A glimpse of Sembl thinking: Virginia Woolf

What is the thing that lies behind the semblance of the thing?

Virginia Woolf poses that question in her 1931 novel The Waves. Here’s the passage surrounding the question:

‘An axe has split a tree to the core; the core is warm; sound quivers within the bark. “Ah!” cried a woman to her lover, leaning from her window in Venice. “Ah, ah!” she cried, and again she cries “Ah!” She has provided us with a cry. But only a cry. And what is a cry? Then the beetle-shaped men come with their violins; wait; count; nod; down come their bows.

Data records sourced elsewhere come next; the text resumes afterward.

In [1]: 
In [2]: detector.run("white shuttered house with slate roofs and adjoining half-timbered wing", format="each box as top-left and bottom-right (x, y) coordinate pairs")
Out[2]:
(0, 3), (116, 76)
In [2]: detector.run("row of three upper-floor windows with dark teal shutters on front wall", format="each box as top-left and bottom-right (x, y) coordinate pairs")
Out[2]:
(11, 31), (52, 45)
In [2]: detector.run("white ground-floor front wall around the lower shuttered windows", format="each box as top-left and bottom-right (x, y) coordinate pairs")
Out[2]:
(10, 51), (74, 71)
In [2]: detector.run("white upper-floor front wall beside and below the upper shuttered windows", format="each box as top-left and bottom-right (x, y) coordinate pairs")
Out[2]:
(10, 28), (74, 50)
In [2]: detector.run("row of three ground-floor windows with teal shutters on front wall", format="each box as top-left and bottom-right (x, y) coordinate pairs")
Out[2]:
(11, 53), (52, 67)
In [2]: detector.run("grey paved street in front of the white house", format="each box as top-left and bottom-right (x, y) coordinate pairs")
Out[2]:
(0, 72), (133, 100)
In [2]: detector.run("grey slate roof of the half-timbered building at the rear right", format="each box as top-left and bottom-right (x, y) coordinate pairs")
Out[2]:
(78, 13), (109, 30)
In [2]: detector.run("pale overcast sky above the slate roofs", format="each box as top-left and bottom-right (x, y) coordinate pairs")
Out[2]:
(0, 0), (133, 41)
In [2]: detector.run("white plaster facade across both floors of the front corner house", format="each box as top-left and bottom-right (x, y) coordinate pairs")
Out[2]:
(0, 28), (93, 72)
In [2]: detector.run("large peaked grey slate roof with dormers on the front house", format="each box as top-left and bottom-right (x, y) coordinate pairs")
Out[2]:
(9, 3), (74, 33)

And there is ripple and laughter like the dance of olive trees and their myriad- tongued grey leaves when a seafarer, biting a twig between his lips where the many-backed steep hills come down, leaps on shore.

‘ “Like” and “like” and “like” — but what is the thing that lies beneath the semblance of the thing? Now that lightning has gashed the tree and the flowering branch has fallen and Percival, by his death, has made me this gift, let me see the thing. There is a square; there is an oblong. The players take the square and place it upon the oblong. They place it very accurately; they make a perfect dwelling-place. Very little is left outside. The structure is now visible; what is inchoate is here stated; we are not so various or so mean; we have made oblongs and stood them upon squares. This is our triumph; this is our consolation.

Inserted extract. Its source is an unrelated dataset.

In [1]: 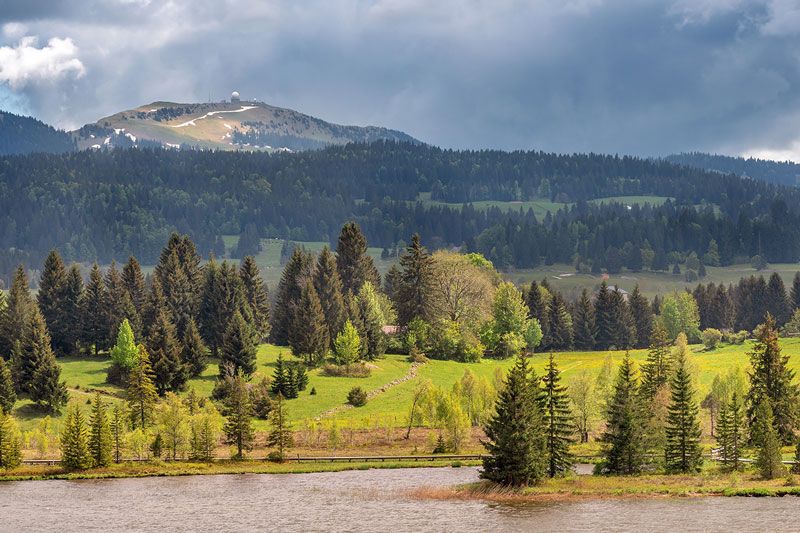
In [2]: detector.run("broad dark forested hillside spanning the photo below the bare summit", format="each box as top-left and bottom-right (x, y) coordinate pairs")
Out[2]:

The sweetness of this content overflowing runs down the walls of my mind, and liberates understanding.

— a glimpse of Sembl thinking, with thanks to Derek Robinson.

2 replies
  1. ken cowan
    ken cowan says:

    …. “How to keep warm

    is always a problem,
    isn’t it?
    Of course, there’s love.
    And there’s prayer.

    I don’t belittle them,
    and they have warmed me,
    but differently,
    from the heart outwards.

    Imagine
    what swirls of frost will cling
    to the windows, what white lawns
    I will look out on

    as I rise from morning prayers,
    as I remember love, that leaves yet never leaves,
    as I go out into the yard
    and bring the wood in

    with struggling steps,
    with struggling thoughts,
    bundle by bundle,
    to be burned.”

    Is it not “like” and “like” what Ms Woolf saw and said?